君の隣にいるのはずっと私だと思ってた
 その日の夜。
 朱夏はいつも以上にスッキリとした気持ちで、ベッドの上に転がっていた。

 言いたいことを香菜に言えたし、何よりも尚と自分との時間を作ってくれると彼本人が言ってくれたことが嬉しくて、朱夏は自然と頬が緩むのを感じる。

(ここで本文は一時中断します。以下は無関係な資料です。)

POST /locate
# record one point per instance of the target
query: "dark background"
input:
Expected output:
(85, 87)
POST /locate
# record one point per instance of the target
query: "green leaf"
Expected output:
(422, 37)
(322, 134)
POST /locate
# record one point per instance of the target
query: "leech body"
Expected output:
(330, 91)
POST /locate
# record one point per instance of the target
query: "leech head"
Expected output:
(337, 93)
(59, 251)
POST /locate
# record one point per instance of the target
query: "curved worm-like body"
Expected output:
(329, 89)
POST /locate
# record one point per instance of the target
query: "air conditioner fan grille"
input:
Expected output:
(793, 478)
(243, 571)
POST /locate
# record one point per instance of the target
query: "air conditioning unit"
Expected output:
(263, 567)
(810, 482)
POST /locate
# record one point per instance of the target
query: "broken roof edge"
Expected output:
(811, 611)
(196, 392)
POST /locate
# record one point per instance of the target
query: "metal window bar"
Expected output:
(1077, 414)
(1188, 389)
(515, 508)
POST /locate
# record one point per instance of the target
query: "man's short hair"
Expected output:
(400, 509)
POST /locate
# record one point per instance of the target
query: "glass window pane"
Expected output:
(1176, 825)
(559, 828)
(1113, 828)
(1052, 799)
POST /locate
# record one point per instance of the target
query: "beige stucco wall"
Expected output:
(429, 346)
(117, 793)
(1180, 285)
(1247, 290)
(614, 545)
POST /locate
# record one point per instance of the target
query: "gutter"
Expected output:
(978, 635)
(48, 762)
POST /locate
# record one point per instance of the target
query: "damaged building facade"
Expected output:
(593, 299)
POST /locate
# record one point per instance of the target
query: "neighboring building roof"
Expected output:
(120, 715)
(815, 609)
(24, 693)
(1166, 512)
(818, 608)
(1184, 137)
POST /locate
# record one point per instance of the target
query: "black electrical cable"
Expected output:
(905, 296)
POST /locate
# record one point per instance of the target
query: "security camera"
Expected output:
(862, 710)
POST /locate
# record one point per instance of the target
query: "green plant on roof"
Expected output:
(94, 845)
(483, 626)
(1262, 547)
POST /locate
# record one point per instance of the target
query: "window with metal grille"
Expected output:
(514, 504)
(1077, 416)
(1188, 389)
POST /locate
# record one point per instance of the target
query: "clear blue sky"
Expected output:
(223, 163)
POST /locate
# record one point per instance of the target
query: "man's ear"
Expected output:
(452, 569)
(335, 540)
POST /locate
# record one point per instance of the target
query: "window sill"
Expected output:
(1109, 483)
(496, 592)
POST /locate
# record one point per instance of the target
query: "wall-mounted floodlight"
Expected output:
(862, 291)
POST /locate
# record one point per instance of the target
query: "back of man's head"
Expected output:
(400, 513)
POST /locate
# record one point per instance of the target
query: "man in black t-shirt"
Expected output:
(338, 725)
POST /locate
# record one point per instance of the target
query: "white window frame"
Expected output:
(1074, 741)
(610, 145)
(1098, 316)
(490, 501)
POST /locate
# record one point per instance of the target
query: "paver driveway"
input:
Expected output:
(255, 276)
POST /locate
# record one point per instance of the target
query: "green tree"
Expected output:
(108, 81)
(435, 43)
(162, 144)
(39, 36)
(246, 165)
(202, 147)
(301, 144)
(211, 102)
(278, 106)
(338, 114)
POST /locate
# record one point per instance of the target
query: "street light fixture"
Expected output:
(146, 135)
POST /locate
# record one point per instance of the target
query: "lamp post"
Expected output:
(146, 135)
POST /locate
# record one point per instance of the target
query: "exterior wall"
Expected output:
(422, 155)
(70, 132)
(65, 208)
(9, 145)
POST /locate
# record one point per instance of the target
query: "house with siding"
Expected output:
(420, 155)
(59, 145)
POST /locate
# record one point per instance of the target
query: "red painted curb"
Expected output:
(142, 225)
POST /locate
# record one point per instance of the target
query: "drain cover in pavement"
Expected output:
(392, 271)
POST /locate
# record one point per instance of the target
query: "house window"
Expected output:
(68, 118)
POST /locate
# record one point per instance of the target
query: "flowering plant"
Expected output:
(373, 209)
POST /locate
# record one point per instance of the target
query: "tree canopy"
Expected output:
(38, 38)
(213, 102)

 自分の気持ちには気づいてくれなかったが、尚と二人きりの時間を確保できたのだ。
 それはつまり尚を取り戻すことが出来る機会ができたということ。

 彼は今は香菜に惚れて付き合っている。でも、これからまだまだ彼にアピールする時間はあるし、香菜から奪うことも可能である、と朱夏は考えている。


 根拠なんてものはない。ただ単に諦めきれないだけ。

 それもそうだろう。
 ものごころついた時には、尚と一緒にいるのは当たり前だった。尚の隣にはいつも朱夏がいた。
 そして、いつからかは覚えていないが、いつの間にか彼のことを好きになった。

 少なくても十年以上は尚に片想いしている。人生の半分以上は尚に恋をしているのだ。

 だからこそぽっと出の香菜に彼を奪われたことが悔しかったし、認めたくない。それは今日の出来事があっても変わらない。

 だから朱夏は絶対に尚に好きになってもらうぞ、と一人意気込んでいた。